TITLE:
Navigating Troubled Waters: A Public Administration Analysis of Governance Challenges in River Transportation Services in the Gambia
AUTHORS:
Sulayman Ceesay, Matar Ceesay, Sheriff Ceesay
KEYWORDS:
Public Administration, Governance, River Transportation, Service Delivery, The Gambia, Policy Implementation, Corruption, Institutional Reform
JOURNAL NAME:
Journal of Service Science and Management,
Vol.19 No.3,
May
21,
2026
ABSTRACT: River transportation is a critical public good for socio-economic connectivity in riverine regions of developing nations. In The Gambia, particularly the Central River Region (CRR), it facilitates trade, access to services, and regional integration. However, the sector is plagued by persistent operational, safety, and infrastructural challenges. This study argues these are symptoms of systemic governance failures. Employing an explanatory sequential mixed-methods design with 300 respondents. These include: service users, operators, and public officials. The research diagnoses the core administrative pathologies. Findings reveal a synergistic system of fragmented regulatory oversight, deficient public financial management, pervasive corruption, and poor inter-agency coordination.
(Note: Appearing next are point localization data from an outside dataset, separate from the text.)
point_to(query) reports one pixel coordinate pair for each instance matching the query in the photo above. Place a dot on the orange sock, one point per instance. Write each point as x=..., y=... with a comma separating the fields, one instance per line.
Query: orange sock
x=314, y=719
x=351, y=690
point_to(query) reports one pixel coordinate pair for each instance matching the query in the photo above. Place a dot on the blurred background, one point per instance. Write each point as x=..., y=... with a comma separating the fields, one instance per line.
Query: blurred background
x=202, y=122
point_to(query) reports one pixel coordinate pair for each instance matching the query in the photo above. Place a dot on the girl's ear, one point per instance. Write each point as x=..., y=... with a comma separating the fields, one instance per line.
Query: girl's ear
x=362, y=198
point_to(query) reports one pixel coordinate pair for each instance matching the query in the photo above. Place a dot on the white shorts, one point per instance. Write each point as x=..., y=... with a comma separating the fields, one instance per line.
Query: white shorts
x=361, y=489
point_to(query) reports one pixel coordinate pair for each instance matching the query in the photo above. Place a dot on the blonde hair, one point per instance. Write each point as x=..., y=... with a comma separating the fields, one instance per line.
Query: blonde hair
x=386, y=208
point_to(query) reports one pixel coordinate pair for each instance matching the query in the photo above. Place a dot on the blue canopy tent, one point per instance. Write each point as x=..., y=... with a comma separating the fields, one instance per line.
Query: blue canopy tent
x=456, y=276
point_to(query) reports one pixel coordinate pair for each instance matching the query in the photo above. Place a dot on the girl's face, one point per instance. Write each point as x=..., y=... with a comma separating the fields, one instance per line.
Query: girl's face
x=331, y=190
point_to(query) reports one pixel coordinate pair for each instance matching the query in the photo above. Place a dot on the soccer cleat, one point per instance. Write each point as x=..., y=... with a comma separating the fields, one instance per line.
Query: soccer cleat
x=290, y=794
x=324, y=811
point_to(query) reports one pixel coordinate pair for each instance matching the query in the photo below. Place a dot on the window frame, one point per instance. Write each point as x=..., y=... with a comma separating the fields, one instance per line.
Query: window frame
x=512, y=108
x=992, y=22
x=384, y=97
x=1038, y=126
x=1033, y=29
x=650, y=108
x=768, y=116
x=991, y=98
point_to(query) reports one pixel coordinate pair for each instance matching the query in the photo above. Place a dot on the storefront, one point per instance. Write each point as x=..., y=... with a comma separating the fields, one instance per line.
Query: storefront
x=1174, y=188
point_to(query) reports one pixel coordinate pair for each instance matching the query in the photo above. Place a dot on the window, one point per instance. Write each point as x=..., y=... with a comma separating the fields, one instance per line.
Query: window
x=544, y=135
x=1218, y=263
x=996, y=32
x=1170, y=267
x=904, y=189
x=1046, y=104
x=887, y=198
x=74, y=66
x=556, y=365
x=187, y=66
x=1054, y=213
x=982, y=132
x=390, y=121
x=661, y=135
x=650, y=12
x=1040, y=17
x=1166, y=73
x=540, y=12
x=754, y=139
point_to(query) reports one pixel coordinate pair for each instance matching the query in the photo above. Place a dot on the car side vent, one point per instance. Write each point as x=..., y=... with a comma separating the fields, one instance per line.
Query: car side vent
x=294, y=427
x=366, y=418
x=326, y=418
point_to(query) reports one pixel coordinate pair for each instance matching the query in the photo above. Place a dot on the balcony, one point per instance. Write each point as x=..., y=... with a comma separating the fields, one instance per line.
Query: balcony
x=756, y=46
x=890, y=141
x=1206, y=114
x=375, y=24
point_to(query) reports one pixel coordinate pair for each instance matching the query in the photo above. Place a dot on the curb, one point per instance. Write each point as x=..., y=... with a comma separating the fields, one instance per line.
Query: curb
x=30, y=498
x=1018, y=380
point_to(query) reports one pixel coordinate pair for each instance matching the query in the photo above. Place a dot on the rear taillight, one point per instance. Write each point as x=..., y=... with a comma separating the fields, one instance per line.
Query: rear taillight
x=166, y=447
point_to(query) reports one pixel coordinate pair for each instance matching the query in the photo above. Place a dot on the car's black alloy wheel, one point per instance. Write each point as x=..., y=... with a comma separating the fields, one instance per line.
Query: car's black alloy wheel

The study concludes that technical interventions alone are insufficient without holistic public administration reform. It proposes an integrated reform framework centered on establishing a dedicated inland waterways authority, implementing transparent ring-fenced funding, institutionalizing robust accountability mechanisms, and fostering formalized community co-management. This framework offers a replicable model for addressing governance deficits in essential public services across data-scarce, river-dependent regions of sub-Saharan Africa.